One of the more bizarre episodes of the week was the arrival in London of Dr Rajendra Pachauri, chairman of the UN’s Intergovernmental Panel on Climate Change, as part of what appears to be a concerted bid to rehabilitate the IPCC after the deluge of scandals that assailed it last year. The line he took in several cosy interviews, with the BBC and others, was that the IPCC’s 2007 report made only “a single mistake” – its prediction that the Himlayan glaciers might all have disappeared by 2035. Otherwise, we are asked to believe, the IPCC’s reputation as a fount of utterly reliable, “peer-reviewed” science survives unscathed.
What this campaign is trying to erase, of course, is the memory of just why those scandals so damaged the IPCC’s authority that it can never be recovered. The absurd claim about the Himalayan glaciers, derived via the WWF and deliberately inserted over protests from one of the IPCC’s own senior scientists, was only one of the report’s alarmist predictions which turned out to have no scientific basis at all. Other scary claims, such as that global warming threatened to halve African crop yields or to destroy 40 per cent of the Amazon rainforest, were shown to have been simply the inventions of activists. All this took place under the chairmanship of Dr Pachauri, who continues to insist that the IPCC based its report solely on “peer-reviewed science”. Yet an exhaustive study has shown that some 30 per cent of its 18,531 sources were drawn – in flagrant breach of the IPCC’s own rules – not from peer-reviewed science, but from press clippings, student theses and propaganda by environmental pressure groups.

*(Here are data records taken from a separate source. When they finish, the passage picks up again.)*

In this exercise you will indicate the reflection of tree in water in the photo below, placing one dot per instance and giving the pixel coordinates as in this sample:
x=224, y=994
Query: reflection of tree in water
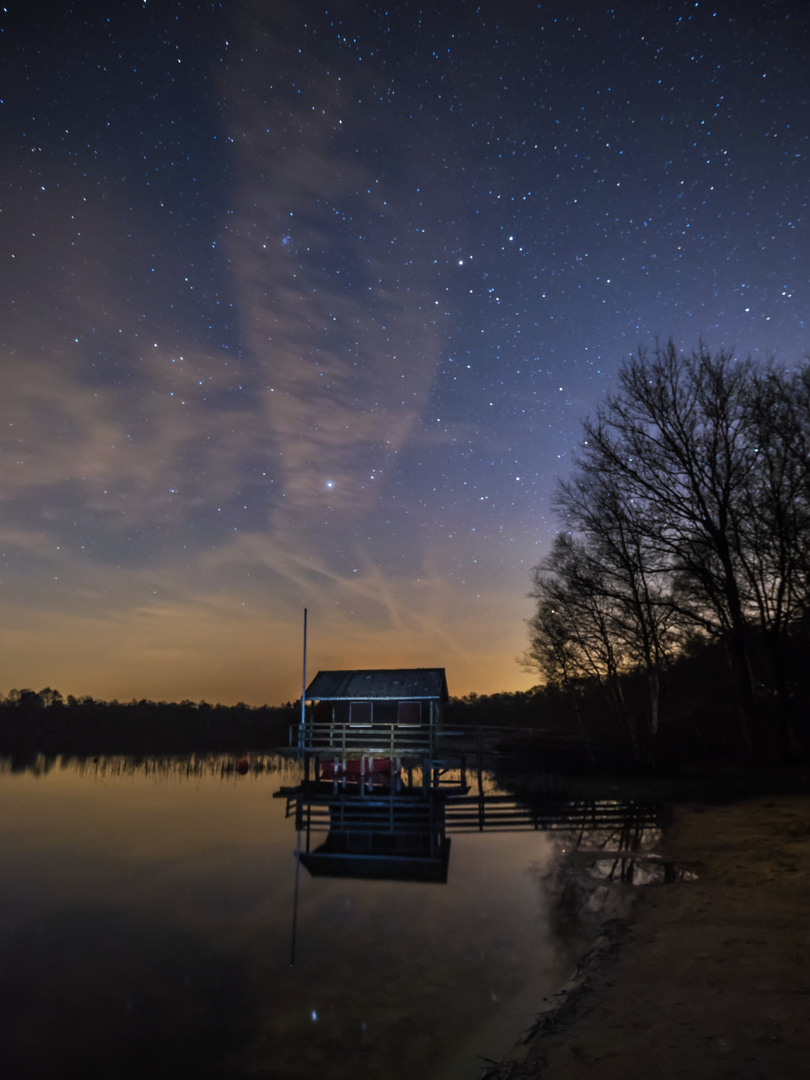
x=103, y=994
x=172, y=767
x=597, y=865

These revelations – along with the further shameless breaches of the rules involved in the IPCC’s tortuous attempts to defend its famous “hockey stick” temperature graph – were so damaging that, last August, even the world’s leading scientific academies hinted in a report that perhaps Dr Pachauri should step down. Yet still, a year on, here is the old railway engineer popping up to assure deferential interviewers that the IPCC purveys only the finest, peer-reviewed science. And on such snake oil much of the world’s economic future may depend.
For all these 'cuts', we still have to borrow one pound in every five
With its fixation on government “cuts”, the BBC was quick to headline, on our local BBC West website, the noble gesture of Amanda Deeks, chief executive of South Gloucestershire council, in agreeing to take a “5 per cent” pay cut, thus reducing her salary to a mere £155,000. This is only £14,000 more than that of the Prime Minister. Admittedly the BBC failed to notice, on page 28 of the council’s accounts, that Ms Deeks also receives, courtesy of the taxpayer, a further £25,000 a year towards her pension.
What the BBC seems reluctant ever to tell us is that, to fund the shortfall in our public spending of £700 billion, we are still having to borrow £140 billion a year. This means that the Government is still having to borrow 20 per cent, or one pound in every five, of all it spends.
Although Ms Deeks may miss that 5 per cent of her salary, we must still borrow another 15 per cent of it, to keep her in the style to which she is accustomed. But of course we cannot expect the BBC to tell us anything so subversive.